Idaho’s Supreme court Friday denied motions filed by three special interest groups attempting to create a loophole allowing local governments to enter into long term debt without a vote of citizens.
Three associations representing most of Idaho’s cities, counties, and school boards filed briefs recently asking the court to modify the language in an April 13th decision denying Boise City’s attempt to build a parking garage at the airport without a vote of citizens.
David R. Frazier challenged Boise City’s attempt to use a legal maneuver known as “Judicial Confirmation” to build a new $27,000,000 parking structure instead of asking for permission from voters. The city said the construction was an “ordinary and necessary” expense. The tactic has been used by local governments statewide to go around voter approval of long term debt.

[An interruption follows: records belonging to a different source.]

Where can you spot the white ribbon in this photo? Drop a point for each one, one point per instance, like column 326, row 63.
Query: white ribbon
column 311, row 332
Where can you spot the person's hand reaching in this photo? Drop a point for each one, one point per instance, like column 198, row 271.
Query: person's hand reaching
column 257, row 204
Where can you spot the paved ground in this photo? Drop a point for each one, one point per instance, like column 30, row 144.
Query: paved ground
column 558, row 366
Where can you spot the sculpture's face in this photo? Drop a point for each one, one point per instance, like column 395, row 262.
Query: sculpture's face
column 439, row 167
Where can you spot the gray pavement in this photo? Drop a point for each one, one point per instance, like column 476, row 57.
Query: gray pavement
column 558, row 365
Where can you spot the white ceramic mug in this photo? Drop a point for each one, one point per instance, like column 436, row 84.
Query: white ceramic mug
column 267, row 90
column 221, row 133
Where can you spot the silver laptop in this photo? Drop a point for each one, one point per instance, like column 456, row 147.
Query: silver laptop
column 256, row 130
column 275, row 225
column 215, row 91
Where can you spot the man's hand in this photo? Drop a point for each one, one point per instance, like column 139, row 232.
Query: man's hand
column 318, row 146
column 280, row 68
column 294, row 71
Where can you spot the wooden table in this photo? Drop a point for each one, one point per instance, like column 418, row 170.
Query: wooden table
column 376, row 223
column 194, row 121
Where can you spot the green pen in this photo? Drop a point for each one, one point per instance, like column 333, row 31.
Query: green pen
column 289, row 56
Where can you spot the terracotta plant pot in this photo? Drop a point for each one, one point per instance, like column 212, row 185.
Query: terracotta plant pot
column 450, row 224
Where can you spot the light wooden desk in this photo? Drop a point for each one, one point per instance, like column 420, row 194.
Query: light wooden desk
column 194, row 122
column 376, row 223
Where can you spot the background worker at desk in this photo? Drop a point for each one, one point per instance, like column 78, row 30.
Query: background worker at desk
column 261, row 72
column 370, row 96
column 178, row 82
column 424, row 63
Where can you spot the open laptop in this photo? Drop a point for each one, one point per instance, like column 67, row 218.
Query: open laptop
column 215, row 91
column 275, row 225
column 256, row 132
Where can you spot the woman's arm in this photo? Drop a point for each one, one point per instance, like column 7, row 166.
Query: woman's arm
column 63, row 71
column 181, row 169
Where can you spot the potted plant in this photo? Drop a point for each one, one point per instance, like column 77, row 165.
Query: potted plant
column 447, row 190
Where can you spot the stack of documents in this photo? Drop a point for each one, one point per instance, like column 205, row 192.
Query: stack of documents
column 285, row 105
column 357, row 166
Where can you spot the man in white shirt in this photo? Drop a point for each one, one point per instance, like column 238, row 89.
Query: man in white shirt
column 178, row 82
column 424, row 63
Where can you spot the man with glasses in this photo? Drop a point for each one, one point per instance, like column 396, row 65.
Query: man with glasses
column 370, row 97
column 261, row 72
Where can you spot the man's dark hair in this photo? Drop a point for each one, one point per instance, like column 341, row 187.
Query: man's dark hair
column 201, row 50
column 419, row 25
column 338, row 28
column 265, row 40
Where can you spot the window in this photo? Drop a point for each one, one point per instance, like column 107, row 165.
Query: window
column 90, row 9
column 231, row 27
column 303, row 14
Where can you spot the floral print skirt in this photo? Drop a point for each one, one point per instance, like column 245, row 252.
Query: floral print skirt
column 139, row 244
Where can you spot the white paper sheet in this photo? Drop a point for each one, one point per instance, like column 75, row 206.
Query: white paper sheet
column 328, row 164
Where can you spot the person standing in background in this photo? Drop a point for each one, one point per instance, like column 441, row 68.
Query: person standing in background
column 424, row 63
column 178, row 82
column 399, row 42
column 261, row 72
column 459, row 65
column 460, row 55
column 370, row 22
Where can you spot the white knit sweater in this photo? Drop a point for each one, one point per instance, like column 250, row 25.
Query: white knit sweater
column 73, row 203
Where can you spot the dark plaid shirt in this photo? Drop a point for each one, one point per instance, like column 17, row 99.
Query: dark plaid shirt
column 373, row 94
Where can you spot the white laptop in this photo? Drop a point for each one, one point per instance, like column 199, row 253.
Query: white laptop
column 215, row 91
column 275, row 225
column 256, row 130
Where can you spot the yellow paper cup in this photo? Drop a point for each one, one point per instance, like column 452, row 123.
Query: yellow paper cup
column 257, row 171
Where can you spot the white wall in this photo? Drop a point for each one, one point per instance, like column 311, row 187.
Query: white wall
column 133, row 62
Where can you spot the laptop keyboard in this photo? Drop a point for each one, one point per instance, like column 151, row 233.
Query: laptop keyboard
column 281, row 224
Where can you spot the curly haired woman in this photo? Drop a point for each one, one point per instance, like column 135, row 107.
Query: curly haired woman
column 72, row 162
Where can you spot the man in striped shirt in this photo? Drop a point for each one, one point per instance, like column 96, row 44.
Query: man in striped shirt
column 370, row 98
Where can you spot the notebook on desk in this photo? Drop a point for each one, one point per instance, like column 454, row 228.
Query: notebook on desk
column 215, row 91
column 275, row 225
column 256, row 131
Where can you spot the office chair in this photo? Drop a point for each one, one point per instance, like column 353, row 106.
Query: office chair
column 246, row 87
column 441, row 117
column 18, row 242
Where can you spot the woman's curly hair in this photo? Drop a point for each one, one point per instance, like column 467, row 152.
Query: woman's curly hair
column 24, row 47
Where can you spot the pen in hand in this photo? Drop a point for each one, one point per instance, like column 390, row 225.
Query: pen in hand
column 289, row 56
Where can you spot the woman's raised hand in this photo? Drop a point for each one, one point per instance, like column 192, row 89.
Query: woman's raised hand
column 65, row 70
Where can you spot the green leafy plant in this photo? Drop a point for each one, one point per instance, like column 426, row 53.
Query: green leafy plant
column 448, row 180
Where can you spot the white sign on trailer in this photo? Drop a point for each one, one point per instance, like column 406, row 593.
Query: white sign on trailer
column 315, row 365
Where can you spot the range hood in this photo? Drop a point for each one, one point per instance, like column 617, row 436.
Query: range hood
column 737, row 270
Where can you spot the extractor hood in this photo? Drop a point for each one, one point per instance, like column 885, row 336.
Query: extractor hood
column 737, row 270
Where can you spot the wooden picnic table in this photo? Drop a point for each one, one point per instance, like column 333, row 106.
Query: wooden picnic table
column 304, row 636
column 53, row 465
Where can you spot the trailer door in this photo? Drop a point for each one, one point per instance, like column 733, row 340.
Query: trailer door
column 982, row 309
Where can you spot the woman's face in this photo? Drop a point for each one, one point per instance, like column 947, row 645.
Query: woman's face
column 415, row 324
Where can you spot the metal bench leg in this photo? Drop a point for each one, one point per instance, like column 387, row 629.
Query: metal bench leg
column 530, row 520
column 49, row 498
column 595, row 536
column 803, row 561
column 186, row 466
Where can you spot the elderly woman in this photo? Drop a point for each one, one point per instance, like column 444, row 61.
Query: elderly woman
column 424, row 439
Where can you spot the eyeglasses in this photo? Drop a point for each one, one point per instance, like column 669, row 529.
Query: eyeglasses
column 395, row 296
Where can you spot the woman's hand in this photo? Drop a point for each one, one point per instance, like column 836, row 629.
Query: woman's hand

The Supreme Court issued an opinion which agreed with FRAZIER contention that a vote–a bond election–was needed. The court said a parking garage may be “ordinary,” but “necessary” would have to be something urgent involving public safety or an emergency that could not wait for an election.
None of the associations was a party to the legal proceedings and each sought to appear as a “friend of the court” to espouse their special interest. Friday the court said the matter was settled April 13th and the decision will stand with the language unchanged.